Home > Basin > Mekong > Assessing the Water Demand Implications of Development Plans in Central Viet Nam

How do you promote better management of water from a reservoir that provides services to two independently managed, and rapidly growing, provinces? One CPWF Innovation Fund Project, entitled ‘Building Provincial Capacity to Understand the Water Demand Implications of Socio-Economic Development Plans in Central Viet Nam’ set out to answer that question.

The Yali Reservoir in Central Viet Nam is located in both Kom Tum and Gia Lai provinces, along the Sesan River, a sub-basin of the Mekong River basin. The Yali Falls Dam itself is approximately 70 kilometers upstream of the border with Cambodia.

Water allocation decisions in these two provinces are currently made independently from one another. As a result, each provincial authority prepares and adopts industrial sector master plans as well as socio-economic development plans for their respective provinces without assessing the impacts of these plans on water demand in their own province, and without knowledge of the impacts of the other province’s water demand.
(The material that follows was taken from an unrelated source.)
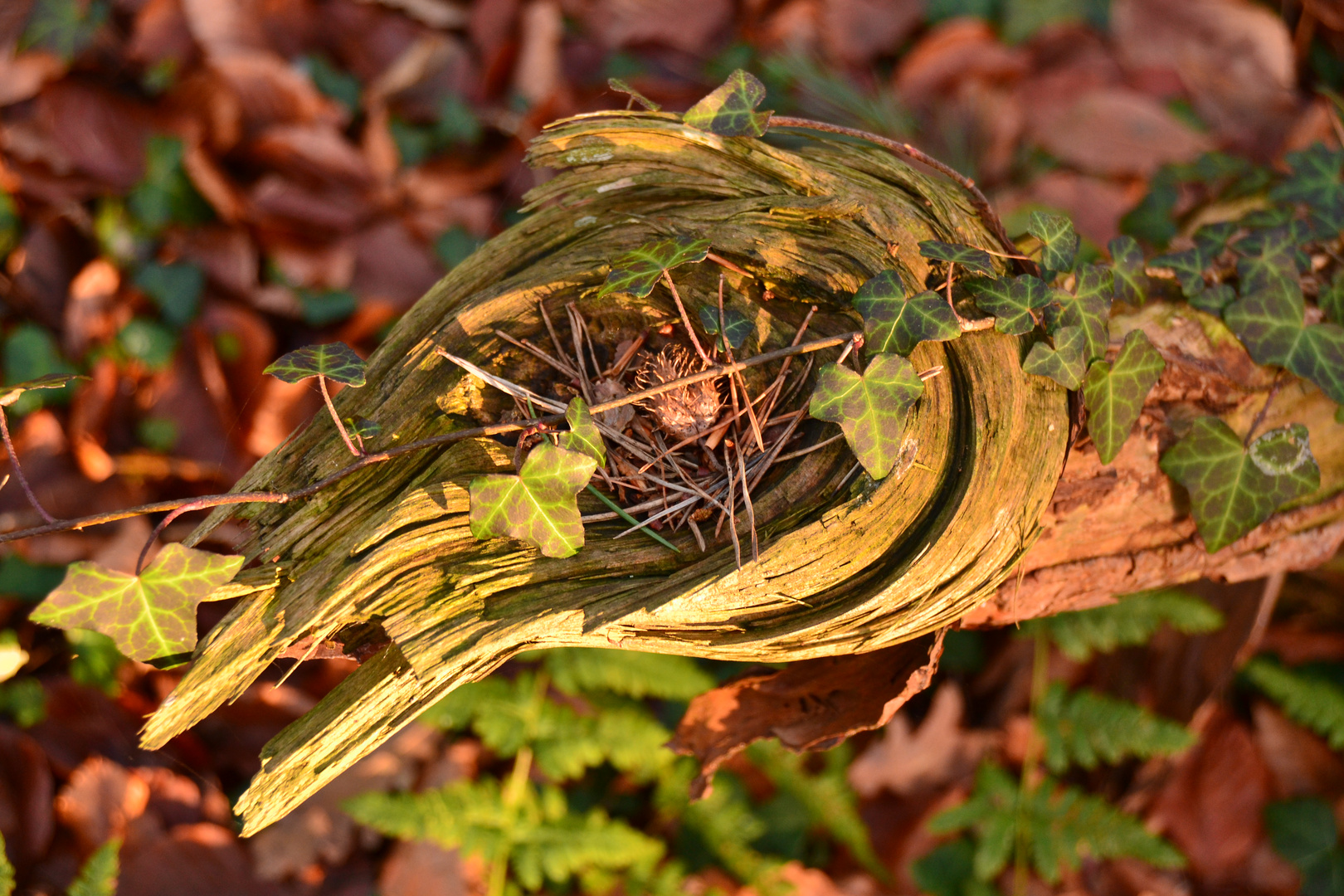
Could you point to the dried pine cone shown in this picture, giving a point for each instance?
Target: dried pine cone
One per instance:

Planning is thus undertaken in each province without knowledge of whether or not there will in fact be enough water in the sub-basin to support the implementation of both sets of plans.

Due in large part to the region’s relative water abundance, this approach has not yet encountered very significant difficulties. However, moving to a context of increasing water scarcity (as illustrated by the 1 in 100 year drought experienced in the Yali Reservoir region in 2009-2010), decision-makers have recognized that the availability of water in the sub-basin may in fact become a constraining factor to the development of the region. There is, therefore, an urgent need to account for the impacts of socio-economic development plans on water demand.
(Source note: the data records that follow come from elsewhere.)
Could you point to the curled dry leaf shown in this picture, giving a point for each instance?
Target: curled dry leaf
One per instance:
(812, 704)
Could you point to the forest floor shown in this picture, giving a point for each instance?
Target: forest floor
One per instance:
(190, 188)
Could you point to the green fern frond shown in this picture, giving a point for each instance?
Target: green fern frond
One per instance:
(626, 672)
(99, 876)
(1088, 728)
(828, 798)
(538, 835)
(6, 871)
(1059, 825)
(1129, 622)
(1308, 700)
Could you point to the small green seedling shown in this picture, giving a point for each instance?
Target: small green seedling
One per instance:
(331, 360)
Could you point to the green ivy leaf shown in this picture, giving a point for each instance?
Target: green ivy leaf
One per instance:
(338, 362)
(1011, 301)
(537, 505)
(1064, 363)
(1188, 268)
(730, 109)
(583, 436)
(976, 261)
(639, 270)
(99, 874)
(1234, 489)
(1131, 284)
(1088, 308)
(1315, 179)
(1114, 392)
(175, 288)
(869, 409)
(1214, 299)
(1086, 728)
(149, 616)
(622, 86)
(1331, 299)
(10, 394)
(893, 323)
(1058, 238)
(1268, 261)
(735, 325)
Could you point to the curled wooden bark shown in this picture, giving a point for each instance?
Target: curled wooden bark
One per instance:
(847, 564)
Contributing to this initiative, a project team lead by Viet Nam’s Central Institute for Economic Management (CIEM) developed a methodological approach as well as an Excel-based software to account for the impacts of sector master plans and socio-economic development plans on water demand in the Sesan River sub-basin. The project focused on the area upstream of the Yali Reservoir in the Kom Tum and Gia Lai provinces.

Water from Yali Reservoir provides numerous services to the surrounding provinces, all of which needed to be accounted for in this assessment. The methodology uses standard water consumption coefficients in the domestic sector (with different coefficients applied to rural and urban households), agriculture (with crop specific water requirements applied to rice, corn, sugarcane, pepper, coffee, tea, cashewnut, rubber and cassava as well as for cattle, pig, and poultry production), and industrial sectors (handicraft and industrial zones), including hydropower production. In addition, different water coefficients were use for summer and winter crops in the agriculture sector. Sectors development master plans as well socio-economic development plans (which include population as well as gross domestic product projections) were then transformed into forecasted water demand.

Using existing development plans, it was shown in the course of this activity that water demand for Gia Lai province could increase by 17% by 2020 and 20% by 2030 compared with to the level of the year 2020. Similarly, water demand in Kon Tum province could by 63% and 78% respectively over the same period. If the sub-basin were to once again experience water scarcity as severely as experienced in 2009-2010, it is clear that such water demand could not be easily fulfilled.

This exercise has thus clearly highlighted to policy-makers and sector managers in both provinces that:

  1. Development plans can be and should be transformed into water demand projections; and
  2. There is a strong need for the coordination of water management across provinces of the sub-basin.

It is hoped that the software platform developed by the project team will continue to be updated with new information as sector master plans and socio-economic development plans are adopted.